12
À travers l’obscurité immense, un transport de l’espace se ruait en avant. Il y avait à bord une femme et quatre cent deux hommes, chiffres communiqués par Crang le second jour du voyage.
— J’ai reçu l’ordre, dit-il, de ne pas prendre de risques avec vous.
Gosseyn ne répondit pas. Crang l’intriguait. L’homme avait visiblement l’intention de conserver sa position dans le gang, sans tenir compte de son adhésion à la philosophie du non-A. Ceci devait le conduire à des compromis déplaisants et à une attitude impitoyable même au prix des vies individuelles. Mais si en fin de compte il avait véritablement l’intention d’utiliser son pouvoir en faveur de Ā, toutes les concessions faites dans l’intervalle trouveraient leur compensation.
Crang continua sa route sur le pont. Gosseyn resta debout un long moment à regarder par un des hublots géants de l’avant la nuit interplanétaire. Une étoile d’un éclat céleste brillait au loin. Demain elle revêtirait l’aspect de la Terre. Et demain soir, il serait dans la résidence officielle du président Hardie après un voyage dans l’espace de trois jours et deux nuits.
L’atterrissage fut un désappointement pour Gosseyn. Des brumes et des nuées masquaient les continents et pendant la traversée entière de l’atmosphère terrestre, ces nuages dissimulèrent le sol. Enfin – dernière déception – une couche de brouillard planait sur la ville de la Machine, couvrant tout ce que les nuages avaient laissé libre. Il entrevit, supplice de Tantale, le phare atomique de la Machine des jeux. Puis le transport aérien plongea à l’intérieur d’un gigantesque bâtiment.
Gosseyn fut escamoté, dans le crépuscule brumeux. Les réverbères s’allumèrent et furent des taches de lumière brouillée ; la cour du palais présidentiel était déserte, mais s’anima du bruit des gardes qui descendirent des voitures d’accompagnement et l’entourèrent. On le dirigea vers un long couloir brillamment illuminé ; il monta un escalier qui menait à un hall luxueux. Crang le conduisit jusqu’à une porte située à l’extrémité.
— Nous y sommes, dit-il. Voici votre appartement pour la période où vous serez l’hôte du président. Que les autres restent dehors, s’il vous plaît.
Il ouvrit une autre porte ; ils se trouvaient dans un living-room de sept mètres sur seize au moins. Trois nouvelles portes donnaient sur le living-room. Crang les désigna :
— Chambre à coucher, salle de bains, entrée de derrière. Dans la chambre à coucher, il y a encore une porte menant à la salle de bains.
Il hésita :
— Vous ne serez ni enfermé ni gardé, mais à votre place, je n’essaierais pas de m’en aller. Je vous affirme que vous ne pourriez pas sortir du palais.

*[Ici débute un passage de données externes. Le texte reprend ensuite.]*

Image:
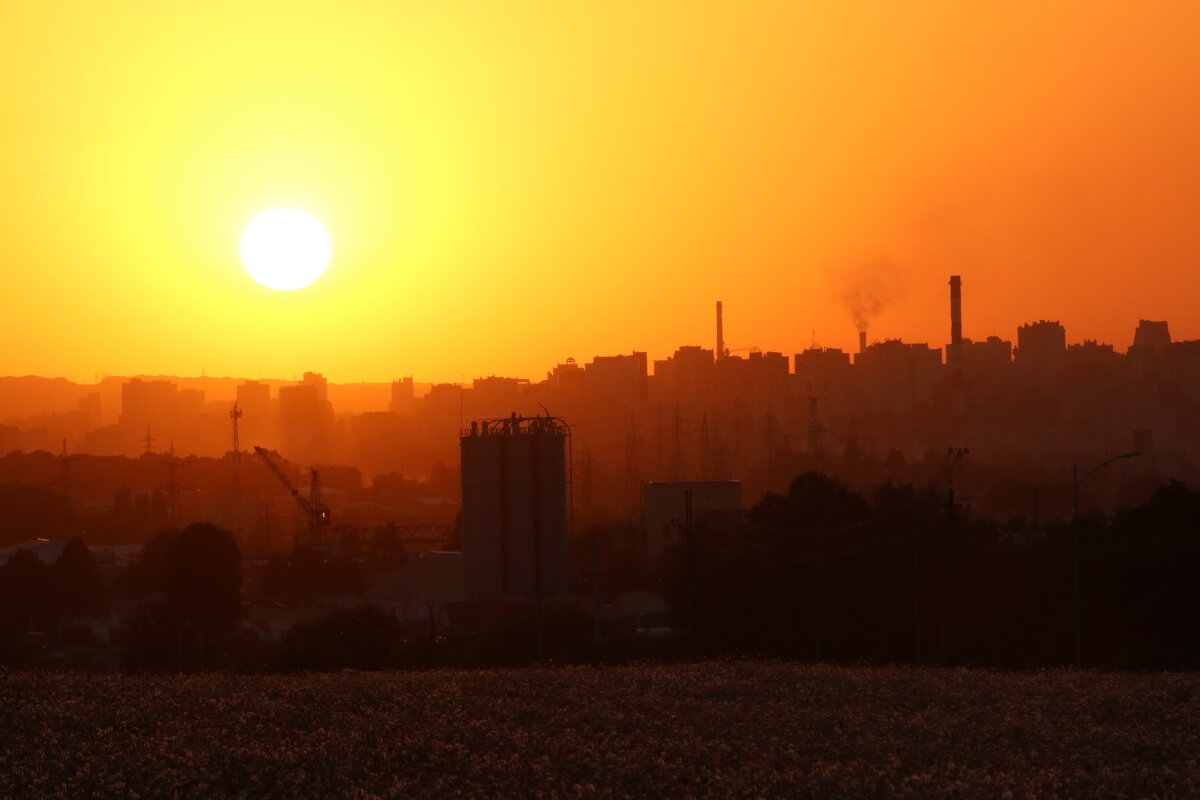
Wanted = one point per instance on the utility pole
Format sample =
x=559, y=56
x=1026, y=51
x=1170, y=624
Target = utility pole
x=953, y=456
x=595, y=588
x=690, y=543
x=1075, y=480
x=916, y=594
x=234, y=415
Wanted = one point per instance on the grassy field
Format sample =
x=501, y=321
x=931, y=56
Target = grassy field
x=708, y=729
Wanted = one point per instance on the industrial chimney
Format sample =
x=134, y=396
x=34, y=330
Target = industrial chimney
x=720, y=332
x=955, y=311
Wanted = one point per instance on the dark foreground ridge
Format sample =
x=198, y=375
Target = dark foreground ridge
x=705, y=729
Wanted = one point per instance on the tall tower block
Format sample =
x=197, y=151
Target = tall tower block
x=955, y=318
x=720, y=331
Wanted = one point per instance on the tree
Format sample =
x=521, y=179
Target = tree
x=203, y=576
x=359, y=638
x=24, y=584
x=76, y=584
x=192, y=581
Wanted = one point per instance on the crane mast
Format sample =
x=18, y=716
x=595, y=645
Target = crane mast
x=316, y=512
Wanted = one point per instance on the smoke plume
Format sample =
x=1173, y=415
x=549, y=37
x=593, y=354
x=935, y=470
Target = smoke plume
x=867, y=288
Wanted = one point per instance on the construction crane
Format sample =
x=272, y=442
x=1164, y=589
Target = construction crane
x=316, y=512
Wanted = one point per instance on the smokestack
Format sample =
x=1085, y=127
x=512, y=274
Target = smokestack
x=955, y=311
x=720, y=332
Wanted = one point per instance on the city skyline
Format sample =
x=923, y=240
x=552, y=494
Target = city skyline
x=526, y=184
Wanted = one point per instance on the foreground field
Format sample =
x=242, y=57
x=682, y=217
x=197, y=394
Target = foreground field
x=709, y=729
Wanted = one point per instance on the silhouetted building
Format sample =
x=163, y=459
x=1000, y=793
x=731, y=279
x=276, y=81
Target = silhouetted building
x=402, y=396
x=515, y=509
x=1041, y=347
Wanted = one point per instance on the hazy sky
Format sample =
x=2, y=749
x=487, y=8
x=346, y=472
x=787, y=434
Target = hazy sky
x=510, y=184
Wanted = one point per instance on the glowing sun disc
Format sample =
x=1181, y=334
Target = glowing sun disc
x=285, y=248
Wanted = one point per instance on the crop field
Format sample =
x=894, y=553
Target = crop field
x=707, y=729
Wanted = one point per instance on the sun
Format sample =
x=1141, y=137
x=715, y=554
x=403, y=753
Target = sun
x=285, y=248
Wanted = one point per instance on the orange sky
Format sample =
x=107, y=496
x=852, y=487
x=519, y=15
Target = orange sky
x=511, y=184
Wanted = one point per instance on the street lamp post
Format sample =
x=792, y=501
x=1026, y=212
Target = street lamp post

Il sourit. C’était une grimace engageante, et très amicale.
— Vous trouverez une tenue de soirée dans la chambre. Pensez-vous pouvoir être prêt d’ici une heure ? Je veux vous montrer quelque chose avant le dîner.
— Je serai prêt, dit Gosseyn.
Il se déshabilla, pensant aux possibilités d’une évasion. Il n’admettait pas l’affirmation de Crang, selon laquelle il était impossible de s’échapper, si réellement il n’y avait pas de gardiens. Il se demanda si on essayait de l’appâter.
Il trouva plusieurs costumes dans le placard de la chambre et il venait d’en choisir un en tissu foncé mais brillant lorsqu’il entendit une porte s’ouvrir. Enfilant son peignoir, il se rendit dans le living-room. Patricia Hardie était en train de fermer la porte de ce que Crang avait appelé l’entrée de derrière. Elle pivota d’un mouvement souple et vint à lui :
— Espèce de crétin, dit-elle sans ambages. Pourquoi avez-vous filé si vite, quand ces gardes sont venus chez moi ? Vous ne m’avez donc pas entendue leur répondre que je ne laisserais personne fouiller mes chambres sur l’ordre de Thorson ? (Elle fit un geste de la main pour le faire taire :) Ça ne fait rien, c’est du passé. Vous êtes parti, vous avez été tué, et vous revoilà. C’était bien vous, qu’on a tué, hein ? Il ne s’agit pas seulement d’une ressemblance de hasard ?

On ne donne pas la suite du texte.